I want a data-structure that searches if a string exists in a 250,000 word-list, while using only a fair amount of ram and keeping the time it takes to load this data-structure into ram small (let's say 0-8 seconds). The time it takes to find a word should also be quick (let's say 0 to 0.5 second), but ram usage is more important. It should also be possible to create multiple games (more on what this game is about at the title "use") without needing significant more memory.

It would also be highly valuable to know which words start with a string, but not enough so to sacrifice load-time by many seconds.


Use

It is for an Android offline game. Limited ram is available. The maximum amount of ram an Application can use according to this post is between 16-32mb ram depending on the device. My empty Android Application already uses about 17mb (using Memory Monitor in Android Studio). My android device caps the ram usage off at 26mb, leaving me at about 8mb of free space for my whole Activity.


Options I tried

They all seem doomed in different ways.

  1. Hashmap - Read all words into a hash-map object.

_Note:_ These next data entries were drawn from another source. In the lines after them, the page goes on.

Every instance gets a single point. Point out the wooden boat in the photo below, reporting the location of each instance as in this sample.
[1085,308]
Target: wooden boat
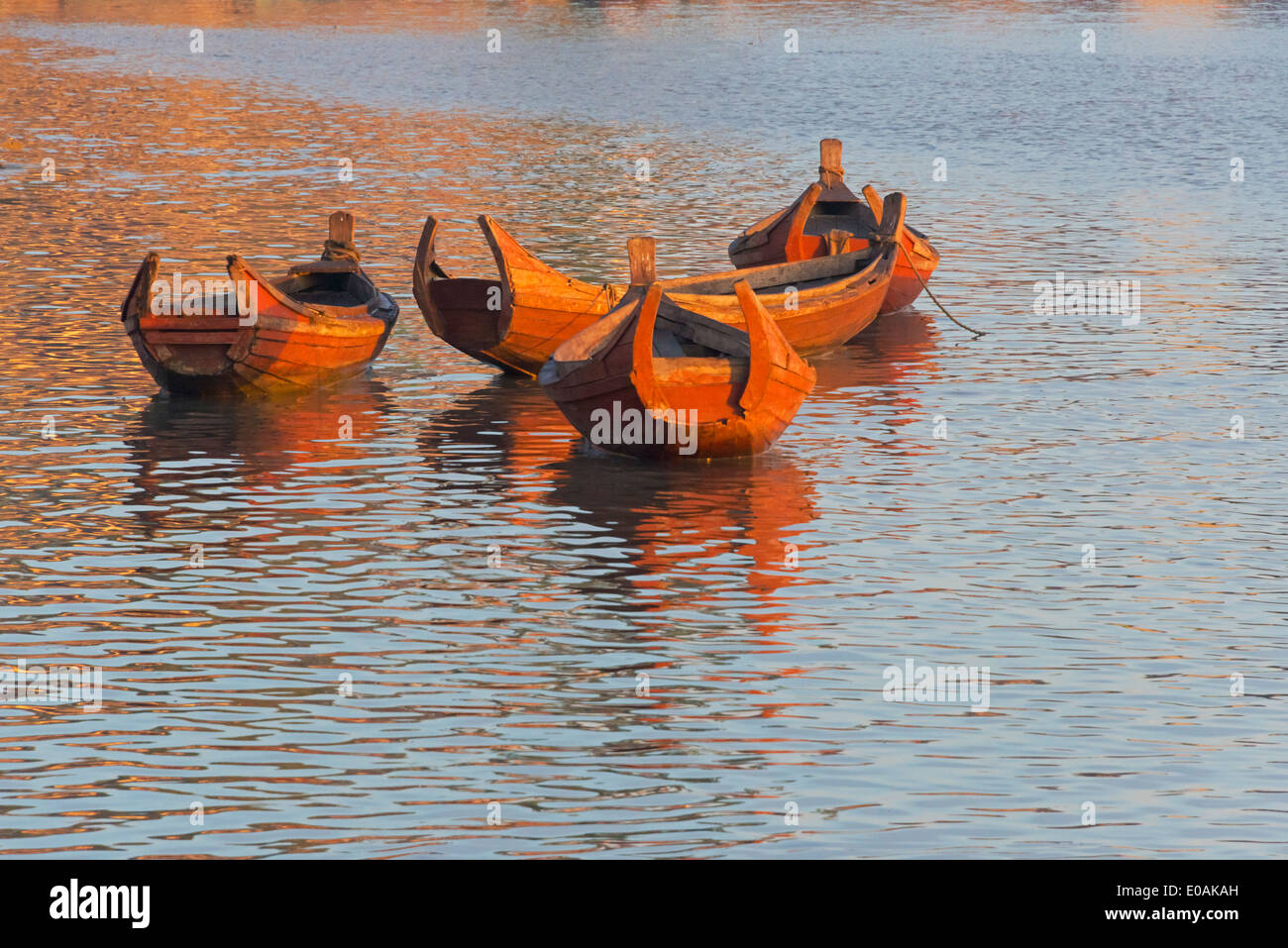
[320,324]
[656,380]
[518,321]
[829,214]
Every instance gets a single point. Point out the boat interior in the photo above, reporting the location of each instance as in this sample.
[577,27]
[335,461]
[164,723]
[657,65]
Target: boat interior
[679,333]
[329,287]
[776,278]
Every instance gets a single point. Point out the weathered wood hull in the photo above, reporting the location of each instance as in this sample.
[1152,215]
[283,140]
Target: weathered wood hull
[609,380]
[287,346]
[514,322]
[518,321]
[802,232]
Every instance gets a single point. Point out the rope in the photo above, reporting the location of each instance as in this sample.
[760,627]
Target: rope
[917,273]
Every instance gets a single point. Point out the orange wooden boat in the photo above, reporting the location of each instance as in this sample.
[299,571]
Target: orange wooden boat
[828,214]
[518,321]
[656,380]
[320,324]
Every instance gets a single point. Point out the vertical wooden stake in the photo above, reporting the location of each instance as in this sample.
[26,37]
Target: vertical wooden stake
[342,228]
[829,170]
[642,252]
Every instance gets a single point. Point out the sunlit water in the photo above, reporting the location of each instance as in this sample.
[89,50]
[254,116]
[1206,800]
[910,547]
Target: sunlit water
[492,592]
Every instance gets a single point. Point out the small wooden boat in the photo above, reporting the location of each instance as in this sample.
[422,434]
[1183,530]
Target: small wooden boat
[829,214]
[516,322]
[320,324]
[656,380]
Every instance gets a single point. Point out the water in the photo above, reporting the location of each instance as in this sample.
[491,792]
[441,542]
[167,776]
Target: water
[492,592]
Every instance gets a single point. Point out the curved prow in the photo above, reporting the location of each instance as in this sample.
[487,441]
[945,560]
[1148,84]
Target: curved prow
[874,200]
[424,269]
[893,211]
[138,300]
[771,352]
[249,281]
[642,350]
[523,275]
[800,215]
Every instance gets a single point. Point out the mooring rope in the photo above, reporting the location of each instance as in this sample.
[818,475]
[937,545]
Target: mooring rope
[917,273]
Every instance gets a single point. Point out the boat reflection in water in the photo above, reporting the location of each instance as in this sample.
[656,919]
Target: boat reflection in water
[248,454]
[634,535]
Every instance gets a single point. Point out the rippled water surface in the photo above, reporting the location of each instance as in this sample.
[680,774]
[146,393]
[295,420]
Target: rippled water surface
[492,592]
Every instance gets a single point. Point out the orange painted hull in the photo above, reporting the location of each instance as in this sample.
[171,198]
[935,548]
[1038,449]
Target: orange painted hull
[800,232]
[608,380]
[288,346]
[516,322]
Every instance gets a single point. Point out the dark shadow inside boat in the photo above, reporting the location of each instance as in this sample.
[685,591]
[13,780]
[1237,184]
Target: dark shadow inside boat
[327,287]
[776,278]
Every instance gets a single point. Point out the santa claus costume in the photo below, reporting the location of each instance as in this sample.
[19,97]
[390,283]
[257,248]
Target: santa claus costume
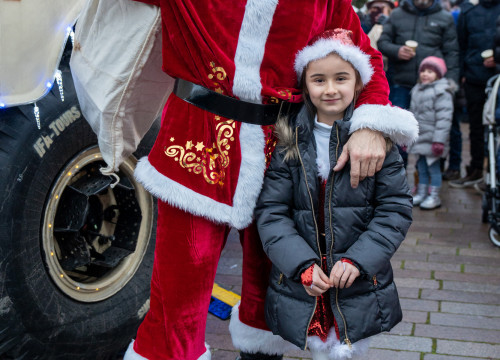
[207,166]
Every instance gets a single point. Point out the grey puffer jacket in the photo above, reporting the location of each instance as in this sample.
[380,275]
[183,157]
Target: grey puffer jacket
[432,105]
[433,29]
[366,225]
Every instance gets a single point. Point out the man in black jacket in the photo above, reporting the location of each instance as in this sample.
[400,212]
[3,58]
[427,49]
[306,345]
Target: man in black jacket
[433,28]
[476,29]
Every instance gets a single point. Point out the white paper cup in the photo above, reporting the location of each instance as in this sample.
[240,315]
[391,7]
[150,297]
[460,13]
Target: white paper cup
[412,44]
[487,54]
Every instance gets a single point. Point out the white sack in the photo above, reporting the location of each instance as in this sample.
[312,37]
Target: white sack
[116,66]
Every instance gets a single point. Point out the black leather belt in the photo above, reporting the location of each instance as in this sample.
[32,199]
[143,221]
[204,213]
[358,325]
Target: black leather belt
[232,108]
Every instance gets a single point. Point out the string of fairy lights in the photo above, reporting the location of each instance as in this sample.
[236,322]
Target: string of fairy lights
[56,79]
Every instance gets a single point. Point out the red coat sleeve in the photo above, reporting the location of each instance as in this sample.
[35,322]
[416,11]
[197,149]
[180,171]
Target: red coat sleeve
[150,2]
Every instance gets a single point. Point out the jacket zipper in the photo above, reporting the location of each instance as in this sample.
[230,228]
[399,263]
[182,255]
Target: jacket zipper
[314,217]
[347,341]
[281,279]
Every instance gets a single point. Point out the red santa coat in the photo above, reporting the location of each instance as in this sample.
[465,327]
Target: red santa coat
[212,166]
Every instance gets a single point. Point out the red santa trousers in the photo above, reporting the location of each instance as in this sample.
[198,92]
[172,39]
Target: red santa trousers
[188,249]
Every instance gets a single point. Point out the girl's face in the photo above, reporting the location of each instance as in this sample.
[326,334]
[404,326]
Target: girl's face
[331,85]
[427,76]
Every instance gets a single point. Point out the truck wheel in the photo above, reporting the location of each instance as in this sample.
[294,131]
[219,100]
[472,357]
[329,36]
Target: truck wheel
[76,254]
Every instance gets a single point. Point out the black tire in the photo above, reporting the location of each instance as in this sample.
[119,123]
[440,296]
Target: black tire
[39,317]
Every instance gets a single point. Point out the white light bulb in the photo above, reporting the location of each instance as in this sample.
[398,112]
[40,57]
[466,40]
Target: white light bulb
[58,77]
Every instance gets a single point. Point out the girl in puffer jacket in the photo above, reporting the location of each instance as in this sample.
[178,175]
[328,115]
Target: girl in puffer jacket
[432,104]
[331,285]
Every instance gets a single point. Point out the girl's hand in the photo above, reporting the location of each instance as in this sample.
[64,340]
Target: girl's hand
[343,274]
[320,284]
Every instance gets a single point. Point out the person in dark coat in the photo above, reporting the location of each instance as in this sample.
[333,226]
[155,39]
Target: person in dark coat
[425,22]
[476,29]
[331,284]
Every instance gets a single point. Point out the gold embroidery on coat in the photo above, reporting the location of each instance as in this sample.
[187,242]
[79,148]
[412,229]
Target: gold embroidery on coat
[211,162]
[220,74]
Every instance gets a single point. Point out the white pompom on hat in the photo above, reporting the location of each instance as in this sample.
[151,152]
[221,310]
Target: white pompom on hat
[336,41]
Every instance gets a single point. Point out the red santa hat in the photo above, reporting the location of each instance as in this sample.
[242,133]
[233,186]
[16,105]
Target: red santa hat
[338,41]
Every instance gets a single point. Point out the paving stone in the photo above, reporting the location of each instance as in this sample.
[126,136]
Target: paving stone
[417,283]
[467,348]
[403,328]
[423,265]
[470,309]
[419,305]
[379,354]
[406,292]
[409,256]
[410,273]
[408,343]
[469,321]
[429,249]
[463,259]
[480,252]
[409,242]
[467,286]
[480,269]
[418,235]
[460,296]
[415,316]
[450,240]
[446,357]
[466,277]
[457,333]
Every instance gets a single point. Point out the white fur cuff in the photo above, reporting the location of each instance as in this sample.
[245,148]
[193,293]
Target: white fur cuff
[398,124]
[253,340]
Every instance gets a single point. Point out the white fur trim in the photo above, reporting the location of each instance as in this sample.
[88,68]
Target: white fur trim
[250,50]
[251,176]
[321,48]
[398,124]
[249,339]
[332,349]
[130,354]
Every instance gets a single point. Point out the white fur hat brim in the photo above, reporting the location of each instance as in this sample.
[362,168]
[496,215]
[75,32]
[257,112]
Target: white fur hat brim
[323,47]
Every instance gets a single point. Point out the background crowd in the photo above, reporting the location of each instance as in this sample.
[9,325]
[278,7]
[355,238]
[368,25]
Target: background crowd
[463,38]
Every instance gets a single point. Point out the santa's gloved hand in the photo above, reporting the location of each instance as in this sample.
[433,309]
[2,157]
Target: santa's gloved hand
[437,149]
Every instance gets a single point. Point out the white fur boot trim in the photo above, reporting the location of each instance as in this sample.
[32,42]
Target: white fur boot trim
[332,349]
[252,340]
[398,124]
[130,354]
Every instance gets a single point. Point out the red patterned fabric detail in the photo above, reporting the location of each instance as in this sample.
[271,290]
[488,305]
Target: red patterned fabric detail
[306,277]
[323,319]
[347,261]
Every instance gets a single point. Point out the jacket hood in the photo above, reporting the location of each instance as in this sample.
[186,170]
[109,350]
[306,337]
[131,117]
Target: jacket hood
[410,7]
[285,127]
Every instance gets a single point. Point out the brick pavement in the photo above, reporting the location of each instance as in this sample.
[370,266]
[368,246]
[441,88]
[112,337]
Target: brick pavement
[448,277]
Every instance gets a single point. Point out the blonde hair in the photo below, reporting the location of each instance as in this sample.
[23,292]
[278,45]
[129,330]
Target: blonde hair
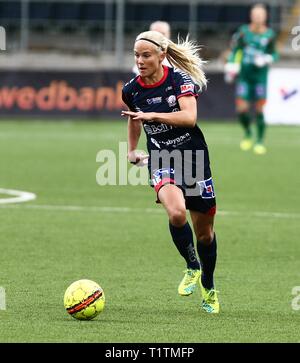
[183,55]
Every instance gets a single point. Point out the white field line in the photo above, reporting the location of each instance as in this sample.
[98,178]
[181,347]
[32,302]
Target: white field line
[159,210]
[18,196]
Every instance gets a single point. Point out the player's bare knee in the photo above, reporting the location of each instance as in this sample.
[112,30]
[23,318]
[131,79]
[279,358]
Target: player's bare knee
[177,217]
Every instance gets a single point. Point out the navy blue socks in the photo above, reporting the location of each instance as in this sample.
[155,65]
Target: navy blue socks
[208,258]
[183,239]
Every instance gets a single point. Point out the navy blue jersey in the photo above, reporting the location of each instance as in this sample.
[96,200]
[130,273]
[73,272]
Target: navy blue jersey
[163,97]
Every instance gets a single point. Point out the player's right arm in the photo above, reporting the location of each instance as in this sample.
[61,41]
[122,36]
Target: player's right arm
[233,64]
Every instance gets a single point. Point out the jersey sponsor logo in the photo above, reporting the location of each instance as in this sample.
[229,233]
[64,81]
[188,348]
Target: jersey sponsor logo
[156,129]
[160,174]
[154,100]
[187,88]
[171,100]
[206,188]
[180,140]
[155,142]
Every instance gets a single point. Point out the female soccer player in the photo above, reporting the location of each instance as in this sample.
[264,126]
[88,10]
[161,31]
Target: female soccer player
[162,100]
[252,52]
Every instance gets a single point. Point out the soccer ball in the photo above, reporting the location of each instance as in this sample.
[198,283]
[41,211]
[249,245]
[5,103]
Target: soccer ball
[84,299]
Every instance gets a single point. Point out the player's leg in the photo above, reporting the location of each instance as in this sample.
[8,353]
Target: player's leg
[173,201]
[260,93]
[207,250]
[243,112]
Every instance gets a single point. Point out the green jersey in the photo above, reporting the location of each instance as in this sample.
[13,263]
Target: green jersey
[247,46]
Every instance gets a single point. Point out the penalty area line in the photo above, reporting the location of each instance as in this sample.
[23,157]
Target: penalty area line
[98,209]
[17,196]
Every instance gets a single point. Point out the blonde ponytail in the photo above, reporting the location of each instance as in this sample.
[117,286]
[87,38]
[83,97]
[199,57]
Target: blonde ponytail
[183,55]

    1.1 initialize speed: slow to read each word into the Hash-map with 23 seconds.

    1.2 ram usage: uses significant amount of ram, although I forgot how much exactly.

    1.3 search speed: Finding if a word existed in the list was quick of course.

    1.4 narrowing down on possible words (optional): slow, needs to go through the whole hash-map and delete them one by one. Also because it's using deletion, multiple games won't be able to be played using the same instance of the hash-map. Too much memory would be taken when adding more games, making narrowing down on the possible words therefor impossible.

  2. Trie - Implement a RadixTree & You can see my implementation here.

    2.1 initialize speed: slow to read each word into the RadixTree with 47 seconds.

    2.2 ram usage: uses significant amount of ram, so much that Android is suspending threads a couple of times.

    2.3 search speed: Finding if a word existed in the list was quick.

    2.4 narrowing down on possible words (optional): Ultra fast since only a reference to a node in the tree is needed to then find all possible words as its children. You can play a lot of games with narrowing down the possible words since an extra game requires only a reference to a node in the tree!

  3. Scanner - Go through the word-file sequentially

    3.1 initialize speed: none.

    3.2 ram usage: none.

    3.3 search speed: about 20 seconds.

    3.4 narrowing down on possible words (optional): can't be done realistically.

simple code:

String word;
String wordToFind = "example";
boolean foundWord = false;

while (wordFile.hasNextLine()) {
    word = wordFile.nextLine();
    if(word.equals(wordToFind)) {
        foundWord = true;
        break;
    }
}

test.close();

Options I thought of:

  1. Long-binary-search-tree: Converting the word-list to a list of longs then reading these in and doing a binary search on them.

    1.1 initialize speed: probably the same as a hash-map or little less with about 20 seconds. However I hope calling Array.sort() does not take too much time, no idea as of yet.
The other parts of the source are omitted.